5. Conclusion : Le Vieil Homme et L'Enfant
Gerry Conway est un scénariste d'exception. Le fan ayant réalisé le rêve ultime. L'exemple prouvant que c'est en insistant, en affrontant l'intimidation que l'on créé nos propres opportunités. Et c'est en créant nos propres opportunités que l'on sera capable d'évoluer de la manière dont on le souhaite. Malgré une carrière déjà longue, Conway est de ses artistes dont on retrouve toujours cet esprit dans l'écriture qu'il s'agisse de ce fameux House of Secrets #81 comme cette dernière série Carnage dont il est le scénariste.
Un esprit pouvant nous laisser penser que ces sept pages de House of Secrets sont un aperçu de la maitrise dont il fera preuve plusieurs décennies plus tard. Comme un esprit enfantin aux valeurs pures, Conway défendra l'esprit créatif des scénaristes et dessinateurs.
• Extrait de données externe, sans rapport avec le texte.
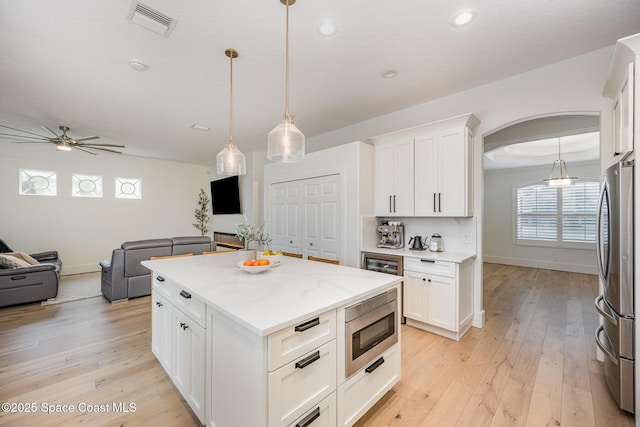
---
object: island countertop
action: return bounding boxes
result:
[142,252,402,336]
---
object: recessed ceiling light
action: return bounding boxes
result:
[381,70,398,78]
[452,10,476,27]
[317,19,338,36]
[191,124,210,131]
[129,60,148,71]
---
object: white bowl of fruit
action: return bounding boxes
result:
[258,250,283,266]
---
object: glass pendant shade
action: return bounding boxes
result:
[543,138,577,187]
[267,117,305,162]
[216,48,246,176]
[217,142,246,175]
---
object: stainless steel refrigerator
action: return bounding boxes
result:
[595,160,634,413]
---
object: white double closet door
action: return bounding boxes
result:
[270,174,340,262]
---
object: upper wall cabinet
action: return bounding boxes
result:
[374,139,414,216]
[603,34,640,163]
[414,127,474,217]
[373,113,479,218]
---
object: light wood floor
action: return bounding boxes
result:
[0,263,634,426]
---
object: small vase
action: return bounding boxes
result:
[238,249,257,262]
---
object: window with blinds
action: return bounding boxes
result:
[515,180,599,246]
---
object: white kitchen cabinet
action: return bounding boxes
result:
[374,138,414,216]
[151,274,206,424]
[288,392,336,427]
[403,258,473,341]
[612,62,634,159]
[337,344,401,427]
[414,127,473,217]
[151,291,173,373]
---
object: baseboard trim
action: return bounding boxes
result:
[60,264,101,276]
[483,256,597,275]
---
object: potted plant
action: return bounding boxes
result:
[193,188,210,237]
[234,216,272,261]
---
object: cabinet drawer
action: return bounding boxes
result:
[152,273,174,300]
[173,285,206,329]
[337,344,400,427]
[288,391,336,427]
[404,258,455,278]
[269,310,337,371]
[269,340,337,427]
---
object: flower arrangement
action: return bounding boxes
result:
[193,188,210,237]
[235,216,272,249]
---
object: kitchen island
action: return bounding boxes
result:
[142,252,402,427]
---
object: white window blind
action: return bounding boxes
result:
[515,181,598,246]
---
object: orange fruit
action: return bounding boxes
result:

Cet homme a cette capacité de mêler passion, création et organisation. Malgré ses quelques défauts et erreurs, selon le point de vue, l'industrie actuelle du comics, qu'il s'agisse de Marvel comme de DC, auraient besoin de bien plus de personnes comme Conway dans ses rangs.
Que l'on aime son travail ou non, Gerry Conway a marqué l'histoire des comics à plusieurs reprises. Si son œuvre n'est pas irréprochable, elle n'en est pas moins dénuée de talent. Cet artiste laissera derrière lui un héritage bien lourd à nos univers préférés, mais également de biens belles valeurs.
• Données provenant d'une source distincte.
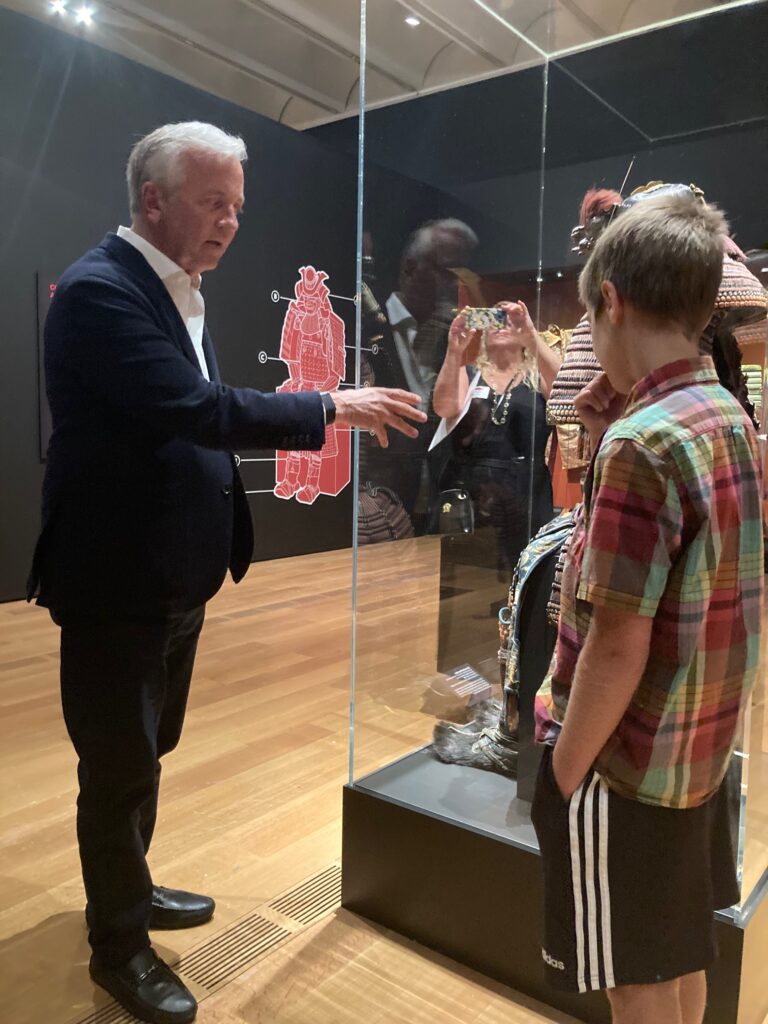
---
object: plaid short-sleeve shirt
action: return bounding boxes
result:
[535,357,763,808]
“Write what you enjoy, and write as much of it as you can, and always have a long term goal somewhere in the back of your mind. Develop skills. Find something you're good at and make it your specialty. And always be ready to ask for help. Don't be shy, but don't be overbearing either.”
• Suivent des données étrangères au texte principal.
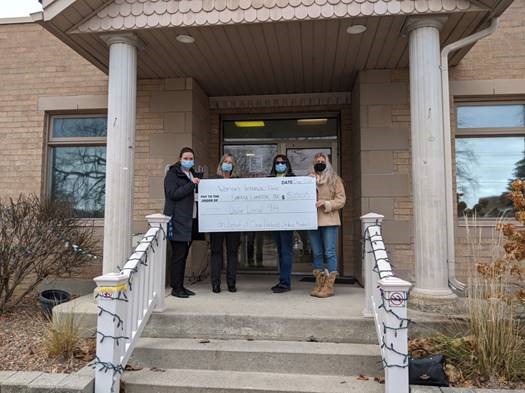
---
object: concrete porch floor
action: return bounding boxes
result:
[166,274,364,319]
[56,274,448,342]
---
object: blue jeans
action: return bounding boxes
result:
[272,231,294,288]
[308,226,338,272]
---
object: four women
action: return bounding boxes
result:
[163,148,346,298]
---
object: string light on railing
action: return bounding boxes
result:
[96,331,129,346]
[97,306,124,329]
[362,221,412,371]
[89,356,124,393]
[92,224,165,393]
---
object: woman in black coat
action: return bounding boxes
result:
[209,153,241,293]
[163,146,200,298]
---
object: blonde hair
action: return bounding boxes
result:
[216,153,237,177]
[310,152,340,189]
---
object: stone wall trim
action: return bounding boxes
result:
[37,95,108,111]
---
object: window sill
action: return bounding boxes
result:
[457,218,523,227]
[76,218,104,227]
“Ecrivez ce que vous aimez, écrivez autant que vous le pouvez et ayez toujours un but au long terme dans un coin de votre esprit. Améliorez-vous. Trouvez une chose dans lequel vous êtes bon et faites-en votre spécialité. Et soyez toujours prêt à demander de l’aide. Ne soyez pas timide, mais ne soyez pas lourd non plus.”